I passed an older gentleman working on his huge vegetable and flower garden. I’m sure I have never seen so many rows of zinnias in my life. My family used to plant a large garden each year, and my mother would plant one or two rows in flowers (never enough for my liking), including zinnias. I still love them, because they are such cheery flowers, with their unfailingly bright colours and sturdy petals.
At one point, a farmer passed me from behind. Without a shoulder, just a grassy ditchbank, there wasn’t anywhere for me to go to get out of his way. So, it was a relief when he slowed down and pulled over as far as he could. I saw him check over his shoulder to make sure that he didn’t snag me with the giant teeth of the upturned cultivator as he passed by. Courtesy lives on.
The freight train that I waited for made me think of the days when my parents would send me, along with my brother and one of my sisters, to hoe the field that they rented from a neighbour.
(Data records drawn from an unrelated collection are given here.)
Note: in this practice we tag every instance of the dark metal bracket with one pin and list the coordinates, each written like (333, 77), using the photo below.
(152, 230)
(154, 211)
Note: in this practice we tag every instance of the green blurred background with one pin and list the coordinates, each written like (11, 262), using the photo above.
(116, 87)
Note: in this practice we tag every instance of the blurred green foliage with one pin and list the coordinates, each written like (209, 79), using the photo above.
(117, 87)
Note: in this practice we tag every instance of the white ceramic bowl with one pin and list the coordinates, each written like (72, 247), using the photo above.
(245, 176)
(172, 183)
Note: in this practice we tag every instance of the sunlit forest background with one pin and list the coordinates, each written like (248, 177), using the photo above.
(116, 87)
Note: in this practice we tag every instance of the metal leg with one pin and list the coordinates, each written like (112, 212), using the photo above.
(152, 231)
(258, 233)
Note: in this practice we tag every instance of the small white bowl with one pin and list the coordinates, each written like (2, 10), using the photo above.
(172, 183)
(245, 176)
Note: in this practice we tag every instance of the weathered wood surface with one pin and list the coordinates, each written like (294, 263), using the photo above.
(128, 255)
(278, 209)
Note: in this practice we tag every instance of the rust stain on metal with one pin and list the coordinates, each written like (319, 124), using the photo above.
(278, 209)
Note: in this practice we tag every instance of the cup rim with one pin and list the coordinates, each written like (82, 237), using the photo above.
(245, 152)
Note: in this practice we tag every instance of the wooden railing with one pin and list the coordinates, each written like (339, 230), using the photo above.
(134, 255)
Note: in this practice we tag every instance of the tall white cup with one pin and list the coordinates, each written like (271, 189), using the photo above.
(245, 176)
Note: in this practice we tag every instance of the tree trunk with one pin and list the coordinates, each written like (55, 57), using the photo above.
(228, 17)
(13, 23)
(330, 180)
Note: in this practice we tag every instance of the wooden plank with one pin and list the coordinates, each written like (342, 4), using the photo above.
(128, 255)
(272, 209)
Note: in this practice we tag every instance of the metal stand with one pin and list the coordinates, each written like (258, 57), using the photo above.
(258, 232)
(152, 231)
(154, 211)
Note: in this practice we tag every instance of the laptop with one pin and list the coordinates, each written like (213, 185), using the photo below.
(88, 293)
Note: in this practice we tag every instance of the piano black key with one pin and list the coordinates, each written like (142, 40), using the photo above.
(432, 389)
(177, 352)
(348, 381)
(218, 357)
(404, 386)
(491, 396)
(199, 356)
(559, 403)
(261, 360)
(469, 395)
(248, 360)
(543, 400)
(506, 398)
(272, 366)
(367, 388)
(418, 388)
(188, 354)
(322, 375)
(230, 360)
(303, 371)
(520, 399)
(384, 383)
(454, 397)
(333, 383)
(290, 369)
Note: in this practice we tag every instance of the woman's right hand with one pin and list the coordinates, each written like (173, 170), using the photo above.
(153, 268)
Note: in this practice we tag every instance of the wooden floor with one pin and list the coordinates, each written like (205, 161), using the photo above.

I think we started working alone for half-day stretches when I was about 10. My brother would have been 9, and my sister 8. (In this case, child labour didn’t hurt anyone!) There was a kind, grandmotherly woman who lived there, and she kept half an eye on us. The railway line separated us from the road, so aside from her, the trains were the only sign of the outside world. It was a bit difficult to be working alone at that age, so it was fun when the engineer would wave at us on the way by. It helped make the time go faster as we waited for our dad to pick us up.
Maybe the best part of riding today was being able to let my mind relax so I could just enjoy a beautiful summer day. It’s easy to let my days disappear into a never-ending list of chores and errands. I think we all have such a list, but I regularly need to remind myself that God didn’t put us here only to work. This world is full of gifts, and I want to pay attention to those gifts more often. I want to make sure I let the important things leave their mark on me on their way by.